US suffers largest job loss since February 1991

By David Walsh
5 May 2001

The US Bureau of Labor Statistics (BLS) released figures Friday that indicate a seriously deteriorating job market. Following a loss of 53,000 jobs in March, US payroll employment fell by 223,000 in April, the biggest loss since a 259,000 drop in February 1991, at the end of the last recession. The unemployment rate jumped to 4.5 percent, the highest level since October 1998, from 4.3 percent in March. Analysts polled by Reuters news agency had projected a 5,000 job rise in April and an increase in the unemployment rate only to 4.4 percent.

The job losses were concentrated, according to the BLS, in manufacturing and “help supply services” (temporary or continuing help on a contract basis). BLS Commissioner Katharine G. Abraham noted that the “nation's factories shed 104,000 jobs” in April, and that the “bulk of the losses occurred in durable goods manufacturing, where there were declines in nearly all of the component industries.” The sharpest declines took place in electrical equipment (a loss of 31,000 jobs), industrial machinery (16,000 jobs) and fabricated metals (13,000). Employment also fell in nondurable goods manufacturing industries, especially textiles, apparel, printing and publishing and rubber products.

The loss of factory jobs, a trend since April 1998, has “accelerated dramatically this year.” In the past four months, Abraham reported, manufacturing has lost an average of 93,000 jobs per month. The average monthly loss in 2000 was only 14,000. The factory workweek (40.7 hours) and factory overtime (3.8 hours) are down substantially from last year. April was the ninth consecutive month the manufacturing sector has lost jobs. Contrary to the pattern of recent years, the service sector failed to take up the slack; jobs in the service-producing sector last month declined by 59,000.

The number of jobs in the “help supply services” category increased throughout most of the 1990s, reflecting the trend toward part-time, temporary and contingent employment. The decline in this category since September 2000 by 11 percent (370,000 jobs) is one of the surest signs of overall economic contraction.

The unemployment rate, 4.5 percent, is now six-tenths of a percent higher than it was in October 2000, an increase of 15 percent. “All the major worker groups—adult men, adult women, teenagers, whites, blacks, and Hispanics—have experienced an increase in joblessness since October,” according to the BLS report.

Also of significance is the fact that the increase of some 870,000 unemployed since last autumn has been concentrated among workers who have lost their jobs and do not expect to be recalled, i.e., these are not primarily temporary or seasonal layoffs. The BLS has also noted an increase in recent months in the number of newly unemployed, the “best measure of the flow of workers into unemployment.”

Confirming the worsening situation for American workers, the outplacement firm Challenger, Gray & Christmas reported May 3 that US companies had laid off a record 165,564 workers in April. The figure is two percent higher than the 162,867 job cuts in March, the previous record. April's total is four times higher than the 32,291 cuts announced in April 2000.

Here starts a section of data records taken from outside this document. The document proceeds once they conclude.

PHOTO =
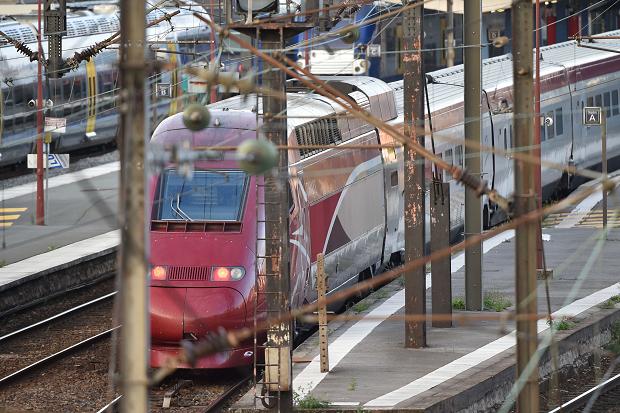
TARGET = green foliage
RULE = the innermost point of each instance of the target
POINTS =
(458, 303)
(309, 401)
(564, 324)
(361, 307)
(381, 294)
(496, 301)
(614, 343)
(611, 303)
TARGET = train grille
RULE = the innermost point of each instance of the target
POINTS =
(188, 273)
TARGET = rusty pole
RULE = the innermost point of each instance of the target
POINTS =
(277, 218)
(525, 202)
(415, 279)
(473, 203)
(537, 148)
(450, 34)
(40, 209)
(132, 258)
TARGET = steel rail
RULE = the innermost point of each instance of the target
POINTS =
(57, 316)
(111, 404)
(69, 350)
(578, 401)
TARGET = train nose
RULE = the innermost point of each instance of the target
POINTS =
(207, 309)
(191, 313)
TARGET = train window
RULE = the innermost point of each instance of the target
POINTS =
(458, 155)
(607, 101)
(208, 196)
(550, 128)
(559, 122)
(598, 101)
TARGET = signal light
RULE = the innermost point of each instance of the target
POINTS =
(227, 273)
(158, 273)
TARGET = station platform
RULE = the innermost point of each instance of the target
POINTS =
(370, 370)
(81, 205)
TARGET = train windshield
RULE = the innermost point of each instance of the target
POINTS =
(207, 196)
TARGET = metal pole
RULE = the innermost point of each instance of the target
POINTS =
(525, 202)
(277, 217)
(40, 209)
(415, 279)
(604, 163)
(537, 148)
(473, 203)
(132, 257)
(450, 34)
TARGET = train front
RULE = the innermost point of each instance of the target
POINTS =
(203, 232)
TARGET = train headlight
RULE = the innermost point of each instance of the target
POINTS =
(227, 273)
(158, 273)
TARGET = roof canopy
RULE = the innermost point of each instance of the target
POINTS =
(458, 5)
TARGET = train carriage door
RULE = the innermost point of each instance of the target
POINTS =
(394, 202)
(91, 88)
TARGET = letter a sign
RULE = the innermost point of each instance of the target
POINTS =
(591, 116)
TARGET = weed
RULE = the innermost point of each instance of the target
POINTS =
(353, 384)
(361, 307)
(496, 301)
(614, 344)
(458, 303)
(564, 324)
(309, 401)
(381, 294)
(611, 303)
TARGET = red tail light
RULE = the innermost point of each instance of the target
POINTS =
(227, 273)
(158, 273)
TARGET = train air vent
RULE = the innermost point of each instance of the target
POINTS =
(188, 273)
(322, 131)
(189, 226)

April marked the fifth straight month in which US firms laid off more than 100,000 employees, which is also unprecedented. In the first four months of 2001, 572,370 job cuts have been announced, up sharply from the 179,144 in the January-April period a year ago.

Telecommunications companies reported the greatest number of layoffs in April, 26,464, followed by auto companies. This is the first time since 1998 that the telecommunications sector has been among the top five job-cutting industries. Telecommunications firms have announced more than 91,000 job cuts this year, while automakers have reported laying off some 81,000 workers.

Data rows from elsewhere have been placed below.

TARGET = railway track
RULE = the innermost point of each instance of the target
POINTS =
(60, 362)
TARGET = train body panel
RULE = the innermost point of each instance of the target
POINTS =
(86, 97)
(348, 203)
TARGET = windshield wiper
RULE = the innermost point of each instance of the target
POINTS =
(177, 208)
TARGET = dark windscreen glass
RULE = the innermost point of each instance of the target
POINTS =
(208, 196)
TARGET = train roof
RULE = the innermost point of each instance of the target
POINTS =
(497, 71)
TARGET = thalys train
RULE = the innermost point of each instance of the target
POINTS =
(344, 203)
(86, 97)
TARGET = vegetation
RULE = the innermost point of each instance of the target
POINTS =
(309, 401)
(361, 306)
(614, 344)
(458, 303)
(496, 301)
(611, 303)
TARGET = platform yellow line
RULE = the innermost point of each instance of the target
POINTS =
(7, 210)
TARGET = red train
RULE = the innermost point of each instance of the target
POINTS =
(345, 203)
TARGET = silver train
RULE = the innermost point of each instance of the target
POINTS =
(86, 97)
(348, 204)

The US Commerce Department reported that business investment on new hardware and software fell 2.1 percent for the second consecutive quarter, after a period from 1991 through late 1999 when no declines were ever recorded. Spending on information technology declined 6.4 percent in the first quarter of 2001 after increasing by an average of 24 percent each quarter in 1999 and 2000. In April US dot.com firms, after a lull, laid off 17,554 workers.

The harsh figures fly in the face of the bland assurances by certain economists and politicians that the US economy was righting itself after a temporary setback early in the year. The job hemorrhage seems certain to continue, as major corporations and smaller firms alike continue to report layoffs and job cuts of significant proportions.

Dow Chemical announced May 1 that it would eliminate $1.1 billion in costs over the next two years, including 4,500 jobs, as the result of its purchase of Union Carbide in February and the general economic slowdown.

Dow, the largest US chemical producer, has been hit by rising energy and raw materials' costs. Company officials reported that both Dow and Carbide employees would lose their jobs, including about 80 percent of Carbide's administrative jobs, concentrated in the firm's former headquarters in Danbury, Connecticut. Another chemical giant, DuPont, announced plans to slash 4,000 jobs in April.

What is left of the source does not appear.